MISFITSというアクの強いパンクバンドを経てSAMHAINを結成するも、短命で終わってしまう。そんな中、新たに結成されたDANZIGはその名からも“あのグレン・ダンジグのリーダーバンド”であることが一目瞭然。きっと当時のロックファンはMISFITSの幻影を彼に求め、そしてそんな音を期待してDANZIGに臨んだのではないでしょうか。
当時高校生だった僕はMISFITSの音はまだ聴いたことがなく、あのルックスやアートワークしか知らない程度。そんな状態でまず、本作のリードトラック「Mother」と接するわけですが……あれ、カッコいいじゃんか!と普通に感じてしまったのです。

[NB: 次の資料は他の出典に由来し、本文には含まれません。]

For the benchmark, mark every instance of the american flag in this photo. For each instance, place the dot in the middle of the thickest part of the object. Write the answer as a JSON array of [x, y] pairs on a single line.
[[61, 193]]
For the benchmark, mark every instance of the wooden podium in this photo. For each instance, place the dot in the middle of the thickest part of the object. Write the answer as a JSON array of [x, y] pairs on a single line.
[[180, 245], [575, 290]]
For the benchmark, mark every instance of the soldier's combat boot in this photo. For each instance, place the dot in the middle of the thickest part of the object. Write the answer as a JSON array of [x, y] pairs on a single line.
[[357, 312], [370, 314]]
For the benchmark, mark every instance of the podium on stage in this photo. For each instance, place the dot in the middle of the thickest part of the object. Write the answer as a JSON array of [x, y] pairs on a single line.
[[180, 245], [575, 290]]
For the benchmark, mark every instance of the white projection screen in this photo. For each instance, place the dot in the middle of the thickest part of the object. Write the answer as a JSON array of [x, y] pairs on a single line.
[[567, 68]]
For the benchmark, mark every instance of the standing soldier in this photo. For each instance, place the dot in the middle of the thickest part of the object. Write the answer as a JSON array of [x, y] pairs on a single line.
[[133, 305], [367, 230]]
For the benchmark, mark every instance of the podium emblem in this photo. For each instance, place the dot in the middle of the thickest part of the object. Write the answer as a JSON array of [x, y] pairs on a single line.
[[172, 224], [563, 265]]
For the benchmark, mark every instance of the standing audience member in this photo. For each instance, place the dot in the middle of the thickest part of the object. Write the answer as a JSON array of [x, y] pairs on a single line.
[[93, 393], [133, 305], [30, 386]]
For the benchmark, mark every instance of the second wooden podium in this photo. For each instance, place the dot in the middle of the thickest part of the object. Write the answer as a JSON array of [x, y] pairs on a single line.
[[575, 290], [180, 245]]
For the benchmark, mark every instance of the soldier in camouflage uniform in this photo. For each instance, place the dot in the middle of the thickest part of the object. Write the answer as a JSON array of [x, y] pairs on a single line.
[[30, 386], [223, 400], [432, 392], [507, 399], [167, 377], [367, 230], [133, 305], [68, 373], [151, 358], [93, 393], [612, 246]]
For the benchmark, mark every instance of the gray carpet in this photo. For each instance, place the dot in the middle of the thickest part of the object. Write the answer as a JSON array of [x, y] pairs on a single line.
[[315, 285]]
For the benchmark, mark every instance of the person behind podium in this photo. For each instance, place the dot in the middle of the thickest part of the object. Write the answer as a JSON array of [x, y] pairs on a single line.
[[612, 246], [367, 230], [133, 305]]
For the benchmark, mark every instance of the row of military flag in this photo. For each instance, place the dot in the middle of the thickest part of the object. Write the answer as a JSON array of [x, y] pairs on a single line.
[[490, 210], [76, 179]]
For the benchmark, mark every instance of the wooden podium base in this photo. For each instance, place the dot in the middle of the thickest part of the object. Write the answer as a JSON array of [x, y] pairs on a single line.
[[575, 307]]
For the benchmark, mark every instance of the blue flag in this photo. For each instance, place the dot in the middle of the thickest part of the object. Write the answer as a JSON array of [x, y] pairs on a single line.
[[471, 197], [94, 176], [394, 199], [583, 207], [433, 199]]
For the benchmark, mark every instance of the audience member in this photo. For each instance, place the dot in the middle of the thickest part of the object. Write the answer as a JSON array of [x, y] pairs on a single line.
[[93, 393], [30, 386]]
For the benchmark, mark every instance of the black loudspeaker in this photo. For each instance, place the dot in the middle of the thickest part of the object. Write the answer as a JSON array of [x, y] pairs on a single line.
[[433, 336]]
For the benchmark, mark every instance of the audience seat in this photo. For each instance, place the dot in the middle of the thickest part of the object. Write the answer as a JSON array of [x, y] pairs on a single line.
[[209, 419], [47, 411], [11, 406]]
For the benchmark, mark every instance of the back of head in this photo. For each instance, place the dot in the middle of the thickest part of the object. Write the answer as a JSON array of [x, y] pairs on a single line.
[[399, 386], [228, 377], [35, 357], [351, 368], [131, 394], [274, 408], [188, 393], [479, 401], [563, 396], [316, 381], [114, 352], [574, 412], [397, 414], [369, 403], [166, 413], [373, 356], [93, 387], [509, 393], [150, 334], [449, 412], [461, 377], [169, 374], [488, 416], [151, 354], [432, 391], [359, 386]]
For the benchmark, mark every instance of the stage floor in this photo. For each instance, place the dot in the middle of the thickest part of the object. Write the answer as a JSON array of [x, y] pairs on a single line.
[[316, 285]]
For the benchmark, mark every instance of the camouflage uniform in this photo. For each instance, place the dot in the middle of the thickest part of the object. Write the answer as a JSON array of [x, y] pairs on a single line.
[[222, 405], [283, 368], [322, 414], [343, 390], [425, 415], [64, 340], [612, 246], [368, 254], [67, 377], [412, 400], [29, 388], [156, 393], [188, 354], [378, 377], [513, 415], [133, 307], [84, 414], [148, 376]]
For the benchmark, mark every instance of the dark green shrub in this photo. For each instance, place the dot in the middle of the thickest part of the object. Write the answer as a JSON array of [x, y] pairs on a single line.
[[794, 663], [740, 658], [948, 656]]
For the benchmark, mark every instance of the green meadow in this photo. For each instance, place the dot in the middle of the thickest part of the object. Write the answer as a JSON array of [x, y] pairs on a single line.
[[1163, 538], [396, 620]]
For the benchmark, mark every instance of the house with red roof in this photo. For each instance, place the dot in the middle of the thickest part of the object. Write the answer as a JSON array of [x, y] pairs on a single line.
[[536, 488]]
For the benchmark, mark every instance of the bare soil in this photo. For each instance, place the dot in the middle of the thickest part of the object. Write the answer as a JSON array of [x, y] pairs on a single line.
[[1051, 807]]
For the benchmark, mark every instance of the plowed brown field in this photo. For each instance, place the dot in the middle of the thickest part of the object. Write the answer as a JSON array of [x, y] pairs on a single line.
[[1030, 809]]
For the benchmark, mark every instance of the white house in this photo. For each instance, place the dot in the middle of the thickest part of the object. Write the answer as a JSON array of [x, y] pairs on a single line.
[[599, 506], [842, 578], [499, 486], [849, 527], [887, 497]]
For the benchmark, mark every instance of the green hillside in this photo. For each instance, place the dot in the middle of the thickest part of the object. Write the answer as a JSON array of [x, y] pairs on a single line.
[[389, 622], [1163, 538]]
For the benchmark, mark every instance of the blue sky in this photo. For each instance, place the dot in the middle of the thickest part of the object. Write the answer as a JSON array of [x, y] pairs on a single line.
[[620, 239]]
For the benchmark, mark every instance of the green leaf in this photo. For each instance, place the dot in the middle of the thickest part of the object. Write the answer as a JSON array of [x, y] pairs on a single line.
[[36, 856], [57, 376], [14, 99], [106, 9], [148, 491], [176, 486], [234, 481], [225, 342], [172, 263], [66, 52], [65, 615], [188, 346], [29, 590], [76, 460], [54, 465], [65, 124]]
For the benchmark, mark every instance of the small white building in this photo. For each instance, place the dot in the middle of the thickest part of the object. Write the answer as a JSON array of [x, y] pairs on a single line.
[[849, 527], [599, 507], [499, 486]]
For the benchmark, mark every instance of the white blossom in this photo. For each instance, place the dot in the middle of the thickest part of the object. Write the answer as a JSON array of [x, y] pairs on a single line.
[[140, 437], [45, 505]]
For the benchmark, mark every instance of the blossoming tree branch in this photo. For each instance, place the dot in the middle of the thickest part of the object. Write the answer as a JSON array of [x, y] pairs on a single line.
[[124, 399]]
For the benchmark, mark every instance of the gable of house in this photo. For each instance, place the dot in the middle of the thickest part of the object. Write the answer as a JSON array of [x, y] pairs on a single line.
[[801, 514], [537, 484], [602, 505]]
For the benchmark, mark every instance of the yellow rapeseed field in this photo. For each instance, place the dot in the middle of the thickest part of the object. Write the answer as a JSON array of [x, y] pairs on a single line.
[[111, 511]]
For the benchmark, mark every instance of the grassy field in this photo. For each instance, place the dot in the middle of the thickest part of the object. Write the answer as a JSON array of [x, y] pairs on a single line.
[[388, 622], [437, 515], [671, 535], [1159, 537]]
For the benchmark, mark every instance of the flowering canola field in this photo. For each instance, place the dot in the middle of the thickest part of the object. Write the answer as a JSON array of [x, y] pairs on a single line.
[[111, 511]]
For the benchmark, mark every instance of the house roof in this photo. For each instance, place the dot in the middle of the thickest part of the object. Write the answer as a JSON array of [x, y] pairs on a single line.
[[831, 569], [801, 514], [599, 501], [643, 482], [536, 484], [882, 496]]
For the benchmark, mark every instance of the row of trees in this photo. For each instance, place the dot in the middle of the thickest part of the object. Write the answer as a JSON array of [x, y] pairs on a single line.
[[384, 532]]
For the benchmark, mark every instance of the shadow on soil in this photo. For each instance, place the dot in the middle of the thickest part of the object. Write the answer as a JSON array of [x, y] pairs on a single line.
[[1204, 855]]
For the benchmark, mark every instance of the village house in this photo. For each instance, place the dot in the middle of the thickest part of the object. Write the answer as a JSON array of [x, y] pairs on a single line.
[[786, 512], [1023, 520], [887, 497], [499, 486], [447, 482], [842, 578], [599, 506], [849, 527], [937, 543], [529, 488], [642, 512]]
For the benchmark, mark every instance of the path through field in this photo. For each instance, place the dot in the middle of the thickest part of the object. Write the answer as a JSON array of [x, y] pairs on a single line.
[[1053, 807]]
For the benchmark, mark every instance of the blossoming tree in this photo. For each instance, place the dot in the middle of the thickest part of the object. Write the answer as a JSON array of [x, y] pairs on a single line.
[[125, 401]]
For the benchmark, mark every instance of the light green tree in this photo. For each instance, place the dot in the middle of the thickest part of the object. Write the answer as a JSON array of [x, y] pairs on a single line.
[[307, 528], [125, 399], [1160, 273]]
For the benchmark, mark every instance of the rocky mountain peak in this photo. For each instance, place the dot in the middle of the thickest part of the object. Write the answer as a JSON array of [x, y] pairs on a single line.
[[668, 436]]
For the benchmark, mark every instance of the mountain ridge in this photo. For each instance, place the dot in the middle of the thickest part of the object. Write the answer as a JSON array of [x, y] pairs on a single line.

リック・ルービンがプロデュースしたこともあってか、どこかTHE CULT『ELECTRIC』(1987年)に通ずる世界観と質感があの曲の中にはあった。で、実際アルバムを通して聴いてみても、その直感は間違っていなかった。ブルースをベースにした、オールドスクールなハードロックが全体を通して貫かれている。そりゃあ問答無用で食いつきますよね。
ただ、今なら当時MISFITSの幻影を求めていたファンの気持ち、理解できますよ。そりゃあこれ聴いたら卒倒しますよね。
どこかジム・モリソン(THE DOORS)を彷彿とさせるボーカルスタイルは、ただただカッコいいの一言(そのへんもTHE CULTとの共通点だったりもするのですが)。そこに音数の少ない、隙間作りまくりのサウンドプロダクションと、非常にシンプルなブルースベースのハードロックが加わることで、より男臭さが増す。例えばそれは初期BLACK SABBATHに通ずるものがあったり、まだハードロックと呼ばれていた頃のJUDAS PRIESTっぽかったりもする。男らしいグレンのボーカルのせいで、そう感じないかもしれませんが、やってること自体はそのへんと共通するものがあるんじゃないでしょうか。
あるいは、アルバート・キングでおなじみのブルースの古典「The Hunter」のカバーをやっていることから、GREAT WHITEとの共通点もあったりする。ボーカルスタイルがまったく異なるので「いやいや、違うでしょ!」と思うかもしれませんが、僕はそのラインと同じ感覚で本作に接しています。
それにしても、「Mother」は今聴いても色褪せない名曲ですね。誰かカバーしてほしいなぁ。